O que o Libmeldy faz é alterar os glóbulos vermelhos do paciente para corrigir este gene defeituoso. Recuperando o processo descrito pela BBC, foram recolhidas células estaminais no sangue de Teddi Shaw, um procedimento realizado no Hospital Pediátrico Real de Manchester. As células estaminais, que foram retiradas da medula óssea, seguiram para Milão, onde os cientistas utilizaram um vírus que não é perigoso para substituir o gene defeituoso por um perfeitamente funcional.
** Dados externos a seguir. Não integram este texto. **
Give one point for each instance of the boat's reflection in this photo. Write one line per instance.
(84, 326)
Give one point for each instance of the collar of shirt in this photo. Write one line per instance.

As células estaminais com o “gene corrigido” regressaram a Manchester e foram reinseridas na criança britânica. Estas células vão depois começar a produzir glóbulos vermelhos que já contêm a enzima ARSA, que estava em falta. Apesar de parecer simples, antes de receber esta terapia, Teddi Shaw teve de fazer quimioterapia para matar as células defeituosas que ainda permaneciam na medula óssea.

O Libmeldy deve ser administrado antes de a doença causar danos irreparáveis nas células do cérebro e no sistema nervoso, o que impediu a irmã mais velha de Teddi de poder receber o tratamento. Nala Shaw já não consegue falar ou andar, sendo agora alimentada através de uma sonda, conta a BBC.

Alguns dos medicamentos mais caros do mundo

O medicamento dado a Teddi Shaw nem chega a ser o mais caro do mundo. Os motivos para os elevados preços destes tratamentos, sobretudo em doenças raras, são recorrentemente elencados: a cobertura dos custos de investigação científica, desenvolvimento e de produção. Além disso, como este não é um problema que afecte milhões de pessoas, não existe uma produção em grande escala que permita reduzir os valores praticados. Vejamos uma lista de medicamentos muito caros.

  • O Libmeldy é o tratamento mais caro no Serviço Nacional de Saúde do Reino Unido, no valor de 3,1 milhões de euros, mas não o é no mundo. O fármaco Hemgenix foi aprovado em Dezembro de 2022 nos Estados Unidos para tratar adultos com hemofilia B e custa 3,3 milhões de euros.
  • Ligeiramente abaixo, com um custo de 2,84 milhões de euros, o Skysona era até há bem pouco tempo o medicamento mais caro do mundo. É usado para tratar a adrenoleucodistrofia, uma doença rara que destrói o invólucro protector das células nervosas (a mielina).
  • Em seguida, aparece o Zynteglo, um medicamento utilizado no tratamento da beta-talassemia, uma doença rara do sangue, e que custa cerca de 2,65 milhões de euros.
  • Outro medicamento que entra nestas contas é o Zolgensma, que ganhou destaque em Portugal devido ao apelo dos pais da bebé Matilde, que sofria de atrofia muscular espinhal na sua forma mais grave. O medicamento, à época o mais caro do mundo, custa quase dois milhões de euros.
  • Em Portugal, o caso de Constança Bradell (que morreu em 2021) também se tornou conhecido pelos preços do tratamento. Neste caso era o Kaftrio, um tratamento anual com um custo de 140 mil euros, o único eficaz na maioria dos doentes com fibrose quística, uma doença genética que afecta sobretudo os pulmões.

A mobilização para garantir o acesso a medicamentos com grandes custos não é nova. Por exemplo, em 2015, José Saldanha apelava no Parlamento, dirigido ao então ministro da Saúde, Paulo Macedo: “Não me deixe morrer”, face à espera por um fármaco para tratar a hepatite C. José Saldanha viria a morrer em 2020, mas, dois dias depois da sua intervenção na comissão parlamentar de Saúde, o Estado anunciou o acordo para a disponibilização gratuita dos tratamentos com Sofosbuvir, cujo preço pedido inicialmente pela empresa farmacêutica Gilead superava os 40 mil euros.